Show Abstract | Download Original | Original Source | Check in Google Scholar | DOI: 10.37034/jidt.v3i4.151

Abstract

The shift towards Industry 4.0 has pushed many companies to adopt a digital system. With the sheer amount of data available today, companies start to face difficulties with providing product recommendation to their customers. As a result, data analysis has become increasingly important in the pursuit of providing the best service (user experience) to customers. The location appointed in this research is PT. Sentral Tukang Indonesia which is engaged in the sale of building materials and carpentry tools such as: paint, plywood, aluminum, ceramics, and hpl. Machine Learning has emerged as a possible solution in the field of data analysis. The recommendation system emerged as a solution in providing product recommendation based on interactions between customers in historical sales data.
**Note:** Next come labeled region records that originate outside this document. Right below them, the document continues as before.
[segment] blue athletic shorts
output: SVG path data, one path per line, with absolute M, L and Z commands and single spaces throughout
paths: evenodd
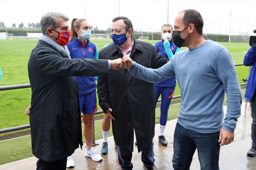
M 93 114 L 97 111 L 96 90 L 85 95 L 79 95 L 80 110 L 83 113 Z

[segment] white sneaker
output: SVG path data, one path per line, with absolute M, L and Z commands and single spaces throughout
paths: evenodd
M 67 157 L 67 168 L 74 168 L 75 166 L 75 162 L 73 159 L 73 155 Z
M 97 153 L 97 150 L 94 147 L 92 147 L 89 150 L 85 149 L 85 156 L 87 157 L 91 157 L 94 161 L 98 162 L 102 160 L 102 157 Z

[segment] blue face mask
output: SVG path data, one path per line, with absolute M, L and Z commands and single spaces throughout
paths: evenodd
M 112 34 L 112 40 L 115 44 L 119 46 L 124 44 L 127 39 L 126 34 L 122 35 Z
M 84 40 L 87 40 L 91 37 L 91 30 L 86 30 L 86 31 L 81 31 L 80 30 L 78 29 L 78 30 L 82 32 L 82 35 L 80 35 L 81 37 Z

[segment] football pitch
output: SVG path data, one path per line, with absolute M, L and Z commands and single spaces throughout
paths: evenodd
M 153 44 L 158 41 L 145 41 Z M 26 39 L 0 40 L 0 68 L 3 74 L 0 86 L 29 83 L 27 64 L 31 51 L 37 41 L 38 40 Z M 111 39 L 92 39 L 91 41 L 97 46 L 100 51 L 104 45 L 112 42 L 112 40 Z M 235 64 L 243 63 L 245 53 L 250 48 L 247 43 L 219 43 L 226 47 L 230 51 Z M 183 48 L 182 49 L 185 49 Z M 248 67 L 239 66 L 236 67 L 236 68 L 239 81 L 240 83 L 243 83 L 243 78 L 247 78 L 248 76 Z M 243 90 L 243 93 L 244 91 L 244 90 Z M 24 113 L 30 102 L 31 89 L 0 91 L 0 129 L 29 124 L 29 117 Z M 180 89 L 177 84 L 174 96 L 179 94 Z M 226 104 L 225 102 L 224 104 Z M 47 106 L 46 106 L 47 107 Z M 171 105 L 169 110 L 168 119 L 176 119 L 179 109 L 179 104 Z M 98 110 L 100 110 L 101 108 L 98 105 Z M 160 109 L 156 109 L 156 123 L 159 121 L 159 116 Z M 95 140 L 102 138 L 102 121 L 95 122 Z M 111 129 L 108 136 L 112 135 Z M 83 137 L 82 138 L 85 142 Z M 31 137 L 29 136 L 0 142 L 0 165 L 33 156 L 31 151 Z
M 153 44 L 159 40 L 145 40 Z M 0 68 L 2 71 L 0 86 L 29 83 L 27 63 L 32 50 L 38 40 L 13 39 L 0 40 Z M 111 39 L 92 39 L 91 41 L 100 50 Z M 234 63 L 242 63 L 245 53 L 250 48 L 249 44 L 237 42 L 219 42 L 230 51 Z M 183 47 L 182 47 L 183 48 Z M 186 48 L 183 48 L 182 49 Z M 248 76 L 249 68 L 236 67 L 239 80 Z M 223 73 L 225 74 L 225 73 Z M 0 129 L 29 123 L 28 117 L 23 114 L 30 102 L 31 89 L 18 89 L 0 91 Z M 174 96 L 180 94 L 178 85 Z M 98 106 L 98 110 L 101 108 Z

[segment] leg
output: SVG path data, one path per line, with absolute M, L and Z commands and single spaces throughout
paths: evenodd
M 254 94 L 251 101 L 251 108 L 252 109 L 252 133 L 251 137 L 252 142 L 252 147 L 256 149 L 256 95 Z
M 152 139 L 148 147 L 141 151 L 141 161 L 148 167 L 152 167 L 155 166 L 154 156 L 154 142 Z
M 67 158 L 54 162 L 46 162 L 39 159 L 37 162 L 37 170 L 65 170 Z
M 189 130 L 178 123 L 174 131 L 172 166 L 174 170 L 189 170 L 195 151 L 195 144 L 187 135 Z
M 155 85 L 154 86 L 154 92 L 155 94 L 155 103 L 156 106 L 157 100 L 158 100 L 158 99 L 159 98 L 159 96 L 160 96 L 161 90 L 162 87 L 161 87 Z
M 111 121 L 111 117 L 106 115 L 104 115 L 104 118 L 102 121 L 102 130 L 103 143 L 102 143 L 102 147 L 100 150 L 103 154 L 106 154 L 108 153 L 108 135 L 110 129 Z
M 163 87 L 161 92 L 161 114 L 160 115 L 160 125 L 166 125 L 168 118 L 168 111 L 171 101 L 174 93 L 175 87 Z
M 195 143 L 201 170 L 219 169 L 219 132 L 204 134 L 191 131 L 191 137 Z
M 131 162 L 132 157 L 132 152 L 117 146 L 118 150 L 118 162 L 121 166 L 122 170 L 132 170 L 133 167 Z
M 86 149 L 89 151 L 92 147 L 93 114 L 83 113 L 82 120 L 84 122 L 84 136 L 86 141 Z

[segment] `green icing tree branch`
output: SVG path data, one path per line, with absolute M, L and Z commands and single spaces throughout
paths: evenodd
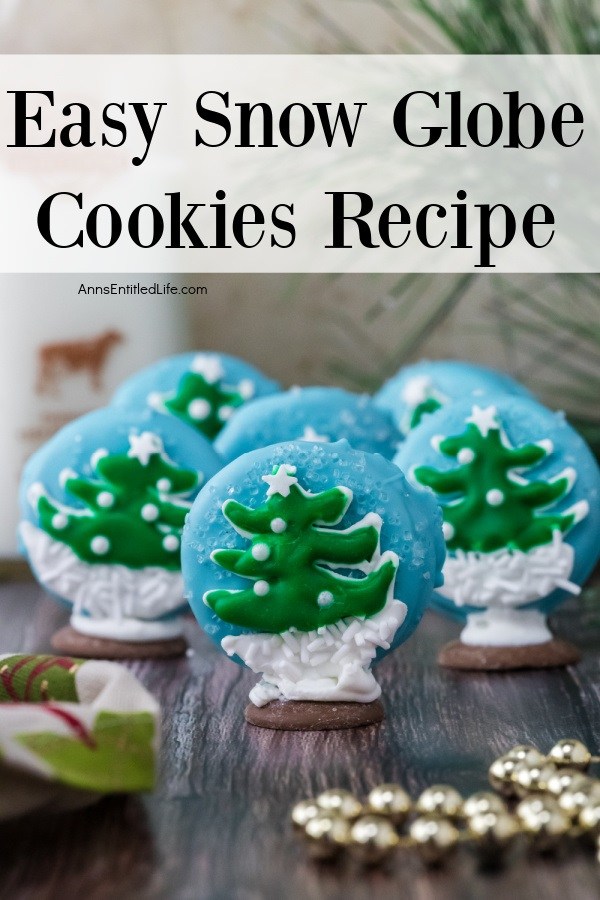
M 191 505 L 183 497 L 198 487 L 198 473 L 171 462 L 151 432 L 130 440 L 128 453 L 92 457 L 95 479 L 73 475 L 65 480 L 65 490 L 87 509 L 64 507 L 41 493 L 40 527 L 87 563 L 176 571 Z M 136 450 L 144 440 L 142 450 Z
M 309 494 L 294 472 L 293 466 L 276 466 L 272 480 L 278 483 L 257 509 L 235 500 L 223 504 L 225 518 L 251 543 L 245 550 L 215 550 L 212 560 L 254 580 L 245 590 L 205 594 L 226 622 L 270 633 L 312 631 L 349 616 L 373 616 L 386 603 L 398 557 L 391 552 L 379 556 L 380 517 L 368 514 L 345 530 L 323 527 L 340 522 L 351 492 L 336 487 Z M 334 565 L 363 572 L 352 577 L 333 571 Z
M 478 423 L 478 414 L 487 414 L 487 420 Z M 497 418 L 490 423 L 490 414 L 495 416 L 493 407 L 474 407 L 462 434 L 438 441 L 439 452 L 455 459 L 456 468 L 417 466 L 414 477 L 440 499 L 449 550 L 527 551 L 549 544 L 556 531 L 567 532 L 581 518 L 578 506 L 562 513 L 546 511 L 569 493 L 573 473 L 528 482 L 523 471 L 546 459 L 551 446 L 509 446 Z

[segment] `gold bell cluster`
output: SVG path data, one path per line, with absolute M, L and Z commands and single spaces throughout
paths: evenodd
M 463 798 L 446 784 L 426 788 L 413 801 L 398 784 L 374 787 L 365 801 L 332 788 L 292 809 L 292 823 L 308 853 L 320 860 L 348 854 L 377 865 L 399 850 L 440 865 L 468 846 L 486 865 L 505 862 L 520 845 L 552 852 L 575 840 L 595 849 L 600 862 L 600 762 L 580 741 L 558 741 L 544 756 L 513 747 L 489 768 L 494 789 Z

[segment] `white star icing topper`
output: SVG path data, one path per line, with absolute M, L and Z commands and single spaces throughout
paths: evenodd
M 475 425 L 483 437 L 487 437 L 488 432 L 500 428 L 498 423 L 498 410 L 495 406 L 486 406 L 485 409 L 482 409 L 480 406 L 474 406 L 471 415 L 466 421 L 467 423 Z
M 295 471 L 296 466 L 279 466 L 274 475 L 263 475 L 262 480 L 269 485 L 267 497 L 272 497 L 273 494 L 288 497 L 291 486 L 298 484 L 298 479 L 294 476 Z
M 139 459 L 143 466 L 147 466 L 150 457 L 155 453 L 163 452 L 163 442 L 153 431 L 142 431 L 141 434 L 129 435 L 129 450 L 127 456 Z
M 306 425 L 304 428 L 304 432 L 302 437 L 298 438 L 299 441 L 314 441 L 316 444 L 328 444 L 329 438 L 326 434 L 318 434 L 312 425 Z
M 225 374 L 219 357 L 210 353 L 199 353 L 198 356 L 195 356 L 191 369 L 197 375 L 202 375 L 209 384 L 219 381 Z

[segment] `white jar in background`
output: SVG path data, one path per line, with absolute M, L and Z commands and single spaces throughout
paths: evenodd
M 17 557 L 25 460 L 66 422 L 105 405 L 137 369 L 187 349 L 183 298 L 86 295 L 80 285 L 167 281 L 165 275 L 0 276 L 0 561 Z

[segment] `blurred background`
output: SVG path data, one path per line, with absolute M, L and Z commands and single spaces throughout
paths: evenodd
M 597 53 L 600 9 L 595 0 L 0 0 L 0 50 Z M 157 280 L 167 279 L 163 273 Z M 18 446 L 7 478 L 14 480 L 14 467 L 36 441 L 65 418 L 100 405 L 130 371 L 192 348 L 240 355 L 286 385 L 336 383 L 355 390 L 376 388 L 420 357 L 483 362 L 566 410 L 600 450 L 600 276 L 186 280 L 206 293 L 135 303 L 78 295 L 78 276 L 0 280 L 0 333 L 16 366 L 5 363 L 0 408 L 18 407 L 17 432 L 29 435 L 26 441 L 12 435 Z M 84 367 L 72 369 L 53 392 L 36 391 L 41 346 L 95 341 L 110 330 L 122 340 L 107 351 L 99 386 Z

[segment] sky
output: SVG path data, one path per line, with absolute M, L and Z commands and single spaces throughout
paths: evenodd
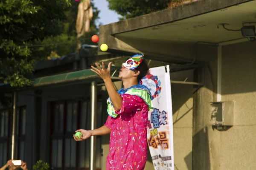
M 94 0 L 93 2 L 95 6 L 100 11 L 98 24 L 102 23 L 102 25 L 106 25 L 119 21 L 118 17 L 120 16 L 108 9 L 108 3 L 106 0 Z

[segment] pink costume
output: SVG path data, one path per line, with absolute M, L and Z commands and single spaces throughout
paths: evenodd
M 149 91 L 142 85 L 120 89 L 118 92 L 122 105 L 118 112 L 110 99 L 108 100 L 110 116 L 105 125 L 111 132 L 107 170 L 144 170 L 147 155 L 148 114 L 153 108 Z

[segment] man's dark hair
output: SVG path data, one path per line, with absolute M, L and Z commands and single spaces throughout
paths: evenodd
M 148 74 L 149 71 L 149 67 L 148 65 L 148 63 L 145 59 L 143 59 L 141 63 L 140 63 L 135 70 L 140 71 L 140 74 L 137 77 L 138 81 L 139 81 L 140 79 Z

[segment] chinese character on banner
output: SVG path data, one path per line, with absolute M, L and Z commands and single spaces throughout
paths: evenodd
M 165 150 L 169 149 L 169 139 L 167 138 L 166 132 L 160 132 L 159 135 L 162 149 Z
M 150 123 L 150 121 L 148 120 L 148 127 L 149 129 L 151 129 L 152 127 L 151 126 L 151 124 Z
M 150 131 L 150 133 L 152 136 L 155 136 L 158 134 L 158 132 L 157 131 L 157 129 L 154 129 L 153 130 Z
M 153 147 L 154 149 L 157 148 L 157 145 L 152 134 L 150 135 L 149 139 L 148 139 L 148 146 L 149 147 Z
M 159 111 L 159 109 L 154 108 L 151 113 L 151 122 L 153 124 L 154 128 L 159 128 L 160 125 L 167 125 L 167 121 L 166 121 L 167 118 L 167 113 L 165 111 L 163 110 L 161 112 Z
M 167 124 L 167 122 L 166 121 L 166 119 L 167 119 L 166 112 L 164 110 L 163 111 L 162 113 L 160 112 L 160 122 L 159 124 L 161 125 L 166 125 Z
M 159 109 L 154 108 L 151 113 L 151 123 L 153 124 L 154 128 L 158 128 L 159 126 Z

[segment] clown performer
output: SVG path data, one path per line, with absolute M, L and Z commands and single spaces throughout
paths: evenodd
M 91 70 L 103 80 L 109 98 L 107 101 L 109 116 L 104 125 L 92 130 L 80 129 L 83 134 L 76 141 L 92 136 L 110 133 L 109 153 L 106 170 L 144 170 L 147 160 L 147 127 L 148 110 L 153 109 L 149 90 L 141 79 L 149 69 L 143 54 L 133 56 L 122 65 L 119 78 L 123 88 L 116 91 L 110 77 L 111 62 L 106 68 L 96 63 Z

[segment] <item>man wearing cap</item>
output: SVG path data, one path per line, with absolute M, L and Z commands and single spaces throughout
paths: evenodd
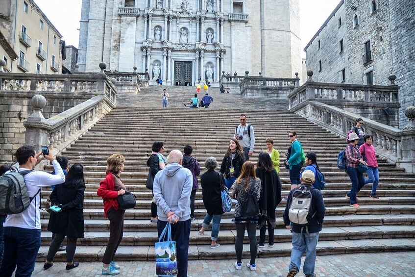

The purpose of this study is to assist companies in providing product recommendation to increase sales, to make it easier for customers to find the products they need, providing the best service (user experience) to customers. The data used is customer, item, and historical sales at PT. Sentral Tukang Indonesia over a time span of 1 period.data historical sales divide to dataset training 80% and dataset testing 20%. The Item-based Collaborative Filtering method used in this study uses Cosine Similarity algorithm to calculate the level of similarity between products. Score prediction uses Weighted Sum formula while computation of error rate uses the Root Mean Squared Error formula. The result of this study shows top 10 product recommendations per customer. The products displayed are products with the highest score from the individual customer. This research can be used as a reference by companies looking to provide product recommendations needed by their customers.